Le but de cet article n’est pas d’invectiver la politique en matière de transports publics sur le Grand Annecy. La démarche se veut didactique et la réflexion est transposable, malheureusement, à bien d’autres agglomérations françaises. N’hésitez-pas à commenter et à donner vos avis dans les commentaires : l’idée étant de faire progresser la réflexion sur ce sujet de la rationalisation des réseaux de transports collectifs
Le 29 avril 2024, le réseau de bus du Grand Annecy a vu la mise en œuvre d’une refonte importante incluant l’ajout de nouvelles lignes tangentielles, d’un transport à la demande (TàD) pour les secteurs éloignés du cœur d’agglomération et les prémices d’une hiérarchisation des lignes avec l’abolition des lignes à lettre [I, J, K, L] au profit des lignes Rythmo les dimanches et jours fériés. Après moins d’un an de service, l’offre va déjà diminuer prochainement par faute de moyens.Le 19 avril 2025, les lignes principales de la Sibra fonctionnent à nouveau en horaire différencié lors des vacances scolaires, la fréquence des dimanches et jours fériés est divisée par 2 et les Rythmo s’arrêtent désormais à minuit le soir. Le transport à la demande a, quant à lui, cessé de fonctionner en soirée dès 20h depuis février.
Si l’on peut comprendre le souhait de maîtriser les dépenses de l’agglomération, la baisse de l’offre était-elle le seul moyen pour réduire les dépenses liées aux transports en commun ?

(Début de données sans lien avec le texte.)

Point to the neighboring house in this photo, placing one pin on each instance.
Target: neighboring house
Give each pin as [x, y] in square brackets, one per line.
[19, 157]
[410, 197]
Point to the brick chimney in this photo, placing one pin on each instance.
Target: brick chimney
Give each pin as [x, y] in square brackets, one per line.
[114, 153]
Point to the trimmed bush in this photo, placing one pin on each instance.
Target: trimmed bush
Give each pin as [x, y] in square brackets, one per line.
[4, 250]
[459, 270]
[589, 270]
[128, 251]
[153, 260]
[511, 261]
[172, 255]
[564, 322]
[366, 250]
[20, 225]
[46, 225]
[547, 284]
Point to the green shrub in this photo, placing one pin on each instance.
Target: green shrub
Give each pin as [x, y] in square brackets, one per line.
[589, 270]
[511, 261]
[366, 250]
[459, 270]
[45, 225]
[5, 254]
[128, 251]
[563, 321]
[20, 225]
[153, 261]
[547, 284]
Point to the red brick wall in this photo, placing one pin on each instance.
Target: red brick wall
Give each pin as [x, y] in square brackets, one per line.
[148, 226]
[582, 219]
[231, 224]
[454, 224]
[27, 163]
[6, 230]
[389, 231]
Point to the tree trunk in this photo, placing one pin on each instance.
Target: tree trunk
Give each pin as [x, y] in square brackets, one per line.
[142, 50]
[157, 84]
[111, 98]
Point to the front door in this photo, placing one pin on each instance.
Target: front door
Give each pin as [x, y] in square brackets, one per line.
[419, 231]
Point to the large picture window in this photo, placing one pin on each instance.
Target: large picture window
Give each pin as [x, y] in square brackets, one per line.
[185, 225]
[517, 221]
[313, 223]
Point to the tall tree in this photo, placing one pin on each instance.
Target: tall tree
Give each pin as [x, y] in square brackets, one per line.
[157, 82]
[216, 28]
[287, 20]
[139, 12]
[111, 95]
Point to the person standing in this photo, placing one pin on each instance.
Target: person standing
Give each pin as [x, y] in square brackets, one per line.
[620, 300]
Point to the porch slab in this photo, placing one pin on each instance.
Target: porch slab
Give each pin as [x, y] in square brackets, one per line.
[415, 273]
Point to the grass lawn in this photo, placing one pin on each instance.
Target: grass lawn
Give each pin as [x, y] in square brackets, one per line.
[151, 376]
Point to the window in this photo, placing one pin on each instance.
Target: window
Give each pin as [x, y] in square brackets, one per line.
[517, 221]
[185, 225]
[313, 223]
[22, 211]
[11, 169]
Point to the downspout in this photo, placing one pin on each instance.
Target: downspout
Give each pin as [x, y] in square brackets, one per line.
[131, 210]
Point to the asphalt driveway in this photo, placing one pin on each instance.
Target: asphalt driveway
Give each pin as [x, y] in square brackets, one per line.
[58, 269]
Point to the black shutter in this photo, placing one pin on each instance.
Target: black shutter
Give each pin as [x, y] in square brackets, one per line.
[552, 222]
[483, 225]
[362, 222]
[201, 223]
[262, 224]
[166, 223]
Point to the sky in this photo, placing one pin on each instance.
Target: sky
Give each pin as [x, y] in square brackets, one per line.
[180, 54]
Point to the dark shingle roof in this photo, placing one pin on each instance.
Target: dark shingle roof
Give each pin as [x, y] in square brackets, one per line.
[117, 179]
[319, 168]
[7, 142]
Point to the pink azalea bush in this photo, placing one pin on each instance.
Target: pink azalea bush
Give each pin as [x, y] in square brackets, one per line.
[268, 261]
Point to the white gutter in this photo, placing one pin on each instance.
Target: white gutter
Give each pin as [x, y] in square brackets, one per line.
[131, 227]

De nombreuses collectivités françaises créent de nouvelles lignes de transports par-ci par-là sans que la question du coût global d’exploitation de ces services ne soit réellement mise en débat. La rationalisation des dépenses de fonctionnement passe par l’application de grands principes d’organisation et de gestion (hiérarchisation et simplification) :
La disparité de l’offre entre ces secteurs ayant des caractéristiques similaires est injuste et entraîne des sous-dessertes ou des sur-dessertes de certaines zones de l’agglomération.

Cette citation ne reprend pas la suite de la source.